Charlotte Allen
chastises the Bush administration , and even President Bush personally, for the recent decision by the Food and Drug Administration to approve for sale "Plan B," a drug that prevents or terminates pregnancy if taken soon after intercourse.
Since I believe that it is always and everywhere wrong to intentionally kill an innocent human being, and since I further believe that the being that results from a conception between human gametes is a human being, I thus believe that abortion, including by the use of abortifacient drugs, is morally wrong. But that said, Allen’s response to this decision by the FDA is an overreaction.
The decision as to whether Plan B ought to be approved for sale is a decision to be made in accordance with the law. The relevant statute is §505(d) of the
Food, Drug and Cosmetic Act , which provides in pertinent part that the Secretary of Health and Human Services "shall" (that is, has a legal obligation to) approve a drug unless he finds that one or more specifically enumerated conditions obtains. These conditions concern such things as adequacy of the information filed by the applicant seeking approval of the drug, the sufficiency of the tests undertaken to prove the drug safe, the safety of the methods and facilities used in manufacturing the drug, and the efficacy of the drug in its intended use.
Assuming that none of these conditions were met, there was no legal basis for the secretary to deny approval of Plan B. That Plan B, when used as intended, causes the death of innocent human beings
in utero , while of paramount concern morally, is not legally relevant.
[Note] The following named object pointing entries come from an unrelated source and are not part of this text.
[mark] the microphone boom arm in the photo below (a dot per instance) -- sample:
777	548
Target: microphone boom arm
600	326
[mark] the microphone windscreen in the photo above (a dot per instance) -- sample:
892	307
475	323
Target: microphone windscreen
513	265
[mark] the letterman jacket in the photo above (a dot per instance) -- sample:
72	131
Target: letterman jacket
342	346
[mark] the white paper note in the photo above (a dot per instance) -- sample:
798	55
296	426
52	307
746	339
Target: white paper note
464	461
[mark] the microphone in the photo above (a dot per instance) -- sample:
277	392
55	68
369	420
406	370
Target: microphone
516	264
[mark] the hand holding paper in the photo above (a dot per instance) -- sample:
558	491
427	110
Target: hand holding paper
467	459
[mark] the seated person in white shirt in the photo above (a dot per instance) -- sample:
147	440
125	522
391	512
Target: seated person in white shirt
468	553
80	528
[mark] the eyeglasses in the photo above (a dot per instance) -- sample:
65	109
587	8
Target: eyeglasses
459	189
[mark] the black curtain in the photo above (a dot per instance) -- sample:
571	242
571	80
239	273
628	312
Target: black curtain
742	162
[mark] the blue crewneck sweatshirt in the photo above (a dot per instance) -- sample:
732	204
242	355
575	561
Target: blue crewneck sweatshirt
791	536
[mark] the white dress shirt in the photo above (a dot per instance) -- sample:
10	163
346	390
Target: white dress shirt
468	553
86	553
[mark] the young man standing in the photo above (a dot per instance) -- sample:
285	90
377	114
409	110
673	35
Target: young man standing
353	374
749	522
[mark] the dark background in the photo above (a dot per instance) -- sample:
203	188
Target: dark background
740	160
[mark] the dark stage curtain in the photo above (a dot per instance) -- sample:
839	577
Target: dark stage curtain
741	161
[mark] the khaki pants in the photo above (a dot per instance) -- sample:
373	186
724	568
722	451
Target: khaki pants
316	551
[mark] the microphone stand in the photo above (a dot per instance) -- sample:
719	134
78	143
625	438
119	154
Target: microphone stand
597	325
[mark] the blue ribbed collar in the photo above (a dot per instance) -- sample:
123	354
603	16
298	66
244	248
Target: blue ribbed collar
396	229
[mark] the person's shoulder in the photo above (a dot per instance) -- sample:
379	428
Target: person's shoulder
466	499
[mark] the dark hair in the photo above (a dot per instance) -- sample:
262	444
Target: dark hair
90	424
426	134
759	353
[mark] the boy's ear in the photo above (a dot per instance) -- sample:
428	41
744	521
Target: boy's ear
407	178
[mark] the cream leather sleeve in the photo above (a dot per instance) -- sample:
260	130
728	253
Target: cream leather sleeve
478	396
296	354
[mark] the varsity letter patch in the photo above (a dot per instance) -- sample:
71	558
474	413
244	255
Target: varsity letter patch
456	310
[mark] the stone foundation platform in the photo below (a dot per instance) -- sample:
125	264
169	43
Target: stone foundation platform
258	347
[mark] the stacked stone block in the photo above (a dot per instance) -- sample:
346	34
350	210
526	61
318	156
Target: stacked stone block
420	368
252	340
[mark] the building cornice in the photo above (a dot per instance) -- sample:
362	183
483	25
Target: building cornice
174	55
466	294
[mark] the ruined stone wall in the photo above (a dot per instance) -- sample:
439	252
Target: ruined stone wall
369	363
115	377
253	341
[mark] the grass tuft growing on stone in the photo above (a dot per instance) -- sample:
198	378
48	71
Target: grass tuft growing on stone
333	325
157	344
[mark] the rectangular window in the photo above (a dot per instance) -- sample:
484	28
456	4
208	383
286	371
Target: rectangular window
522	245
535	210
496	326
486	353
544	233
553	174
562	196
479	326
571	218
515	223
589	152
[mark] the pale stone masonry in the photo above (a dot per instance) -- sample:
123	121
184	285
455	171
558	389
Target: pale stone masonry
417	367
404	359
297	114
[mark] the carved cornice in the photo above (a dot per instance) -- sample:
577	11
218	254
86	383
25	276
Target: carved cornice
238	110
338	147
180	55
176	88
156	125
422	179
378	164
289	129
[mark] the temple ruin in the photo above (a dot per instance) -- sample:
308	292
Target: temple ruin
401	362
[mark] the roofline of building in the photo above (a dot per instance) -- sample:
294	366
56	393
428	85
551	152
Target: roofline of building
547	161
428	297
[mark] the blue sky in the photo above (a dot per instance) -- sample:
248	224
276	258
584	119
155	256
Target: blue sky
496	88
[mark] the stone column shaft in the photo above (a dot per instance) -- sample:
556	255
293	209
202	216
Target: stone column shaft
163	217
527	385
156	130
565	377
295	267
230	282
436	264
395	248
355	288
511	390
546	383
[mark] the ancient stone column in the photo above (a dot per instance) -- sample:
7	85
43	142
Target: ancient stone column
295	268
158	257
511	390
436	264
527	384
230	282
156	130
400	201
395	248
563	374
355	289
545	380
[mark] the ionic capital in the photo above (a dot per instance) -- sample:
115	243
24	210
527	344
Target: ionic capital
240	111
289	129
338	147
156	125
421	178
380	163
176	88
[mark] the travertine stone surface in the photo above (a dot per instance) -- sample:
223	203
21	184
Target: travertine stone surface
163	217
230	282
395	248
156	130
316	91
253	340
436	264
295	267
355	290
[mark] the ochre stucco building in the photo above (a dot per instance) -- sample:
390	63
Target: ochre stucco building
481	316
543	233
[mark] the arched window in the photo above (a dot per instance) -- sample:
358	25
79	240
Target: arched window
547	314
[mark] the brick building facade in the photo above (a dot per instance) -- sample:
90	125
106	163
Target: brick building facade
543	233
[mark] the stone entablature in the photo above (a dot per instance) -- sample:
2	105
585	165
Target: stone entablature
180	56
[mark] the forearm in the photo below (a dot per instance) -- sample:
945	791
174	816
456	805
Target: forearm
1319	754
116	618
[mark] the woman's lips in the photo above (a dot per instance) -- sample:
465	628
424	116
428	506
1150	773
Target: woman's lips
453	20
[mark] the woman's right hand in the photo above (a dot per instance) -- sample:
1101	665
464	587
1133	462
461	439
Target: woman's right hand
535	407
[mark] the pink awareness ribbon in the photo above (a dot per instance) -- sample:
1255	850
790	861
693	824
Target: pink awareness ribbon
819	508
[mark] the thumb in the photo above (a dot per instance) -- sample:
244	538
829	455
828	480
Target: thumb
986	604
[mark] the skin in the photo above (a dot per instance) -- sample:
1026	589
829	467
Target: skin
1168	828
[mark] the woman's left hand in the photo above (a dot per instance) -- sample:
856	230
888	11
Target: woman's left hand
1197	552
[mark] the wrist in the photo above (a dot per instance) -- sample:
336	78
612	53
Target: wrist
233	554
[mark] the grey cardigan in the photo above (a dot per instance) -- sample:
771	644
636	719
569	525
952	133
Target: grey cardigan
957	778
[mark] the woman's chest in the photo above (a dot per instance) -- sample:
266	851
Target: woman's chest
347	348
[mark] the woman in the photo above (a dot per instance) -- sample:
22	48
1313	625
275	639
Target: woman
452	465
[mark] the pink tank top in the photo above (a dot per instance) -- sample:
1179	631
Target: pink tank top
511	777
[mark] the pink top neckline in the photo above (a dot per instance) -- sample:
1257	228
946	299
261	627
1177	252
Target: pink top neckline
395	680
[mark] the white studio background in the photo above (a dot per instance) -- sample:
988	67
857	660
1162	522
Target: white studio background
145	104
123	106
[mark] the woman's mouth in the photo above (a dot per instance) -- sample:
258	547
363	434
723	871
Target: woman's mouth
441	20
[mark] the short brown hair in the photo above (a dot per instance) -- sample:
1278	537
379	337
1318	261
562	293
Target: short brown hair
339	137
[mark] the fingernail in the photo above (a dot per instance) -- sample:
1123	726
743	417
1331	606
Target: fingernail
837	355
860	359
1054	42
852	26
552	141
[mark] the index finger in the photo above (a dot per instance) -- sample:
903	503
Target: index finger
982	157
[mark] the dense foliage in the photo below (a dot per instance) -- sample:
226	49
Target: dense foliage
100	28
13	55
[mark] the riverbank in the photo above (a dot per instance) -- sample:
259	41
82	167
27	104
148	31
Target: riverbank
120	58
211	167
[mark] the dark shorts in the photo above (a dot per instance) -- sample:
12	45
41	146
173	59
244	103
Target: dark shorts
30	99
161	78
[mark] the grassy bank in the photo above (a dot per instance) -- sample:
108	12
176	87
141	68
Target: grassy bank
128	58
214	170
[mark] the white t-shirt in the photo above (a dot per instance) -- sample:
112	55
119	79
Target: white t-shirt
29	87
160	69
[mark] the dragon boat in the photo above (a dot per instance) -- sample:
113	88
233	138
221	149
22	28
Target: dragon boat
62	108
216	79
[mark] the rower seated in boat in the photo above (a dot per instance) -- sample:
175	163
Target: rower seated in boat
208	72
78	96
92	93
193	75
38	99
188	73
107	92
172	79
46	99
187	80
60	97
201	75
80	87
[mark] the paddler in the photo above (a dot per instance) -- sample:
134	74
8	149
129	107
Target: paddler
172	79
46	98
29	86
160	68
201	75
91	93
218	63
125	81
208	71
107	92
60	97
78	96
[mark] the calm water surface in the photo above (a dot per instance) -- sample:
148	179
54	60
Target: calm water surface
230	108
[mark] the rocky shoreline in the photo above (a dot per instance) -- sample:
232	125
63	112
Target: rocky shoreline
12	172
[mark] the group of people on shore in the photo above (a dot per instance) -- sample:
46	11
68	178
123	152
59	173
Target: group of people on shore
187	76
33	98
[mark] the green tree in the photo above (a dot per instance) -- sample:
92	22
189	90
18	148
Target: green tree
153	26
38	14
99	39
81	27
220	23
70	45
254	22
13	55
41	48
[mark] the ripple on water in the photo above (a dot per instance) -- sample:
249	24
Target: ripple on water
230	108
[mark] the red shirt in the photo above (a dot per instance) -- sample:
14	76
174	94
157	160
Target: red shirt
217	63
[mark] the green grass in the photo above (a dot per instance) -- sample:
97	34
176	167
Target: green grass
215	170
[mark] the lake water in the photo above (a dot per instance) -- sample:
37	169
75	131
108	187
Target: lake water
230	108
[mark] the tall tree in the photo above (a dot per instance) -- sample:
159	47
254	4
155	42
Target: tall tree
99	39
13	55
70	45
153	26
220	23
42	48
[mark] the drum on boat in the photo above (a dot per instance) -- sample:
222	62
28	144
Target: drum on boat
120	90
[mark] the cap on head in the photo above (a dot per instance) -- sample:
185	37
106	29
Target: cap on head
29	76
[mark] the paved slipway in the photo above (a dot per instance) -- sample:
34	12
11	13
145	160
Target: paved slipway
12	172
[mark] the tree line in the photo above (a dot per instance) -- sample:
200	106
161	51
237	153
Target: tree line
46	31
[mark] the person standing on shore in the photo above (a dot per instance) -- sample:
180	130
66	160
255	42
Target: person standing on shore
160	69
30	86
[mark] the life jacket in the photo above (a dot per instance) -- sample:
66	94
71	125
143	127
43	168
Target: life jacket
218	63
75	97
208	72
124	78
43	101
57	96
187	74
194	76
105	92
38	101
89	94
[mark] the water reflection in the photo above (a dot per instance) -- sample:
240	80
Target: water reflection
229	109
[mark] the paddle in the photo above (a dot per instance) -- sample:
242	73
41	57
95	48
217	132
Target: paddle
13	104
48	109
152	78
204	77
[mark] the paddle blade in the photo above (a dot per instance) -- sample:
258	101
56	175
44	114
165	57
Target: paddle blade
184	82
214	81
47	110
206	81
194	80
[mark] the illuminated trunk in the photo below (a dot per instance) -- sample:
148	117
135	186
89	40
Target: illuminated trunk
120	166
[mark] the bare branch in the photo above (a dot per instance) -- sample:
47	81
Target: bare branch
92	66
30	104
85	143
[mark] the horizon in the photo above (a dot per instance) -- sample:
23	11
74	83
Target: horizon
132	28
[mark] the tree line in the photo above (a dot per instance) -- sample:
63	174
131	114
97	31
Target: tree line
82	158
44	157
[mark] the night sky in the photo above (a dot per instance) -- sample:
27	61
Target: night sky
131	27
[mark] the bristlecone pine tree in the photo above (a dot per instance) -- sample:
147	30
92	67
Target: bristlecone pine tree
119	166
If the FDA continued to withhold approval of Plan B, the drug’s manufacturer could have sued the FDA in federal court and, in all human probability, obtained a ruling ordering the FDA to approve the drug for sale.
Now, perhaps someone in the position of the Commissioner of the FDA or the Secretary of Health and Human Services, faced with these circumstances, ought to resign rather than approve Plan B. Perhaps, but I think not. People in the pro-life movement need to keep their heads and realize that there are legal and political realities that limit an officeholder’s freedom. "In a commonwealth and in the councils of princes,"
St. Thomas More writes in Utopia, "if ill opinions cannot be quite rooted out, and you cannot cure some received vice according to your wishes, you must not therefore abandon the commonwealth, for the same reasons you should not forsake the ship in a storm because you cannot command the winds. . . . You ought rather to cast about and to manage things with all the dexterity in your power, so that if you are not able to make them go well they may be as little ill as possible."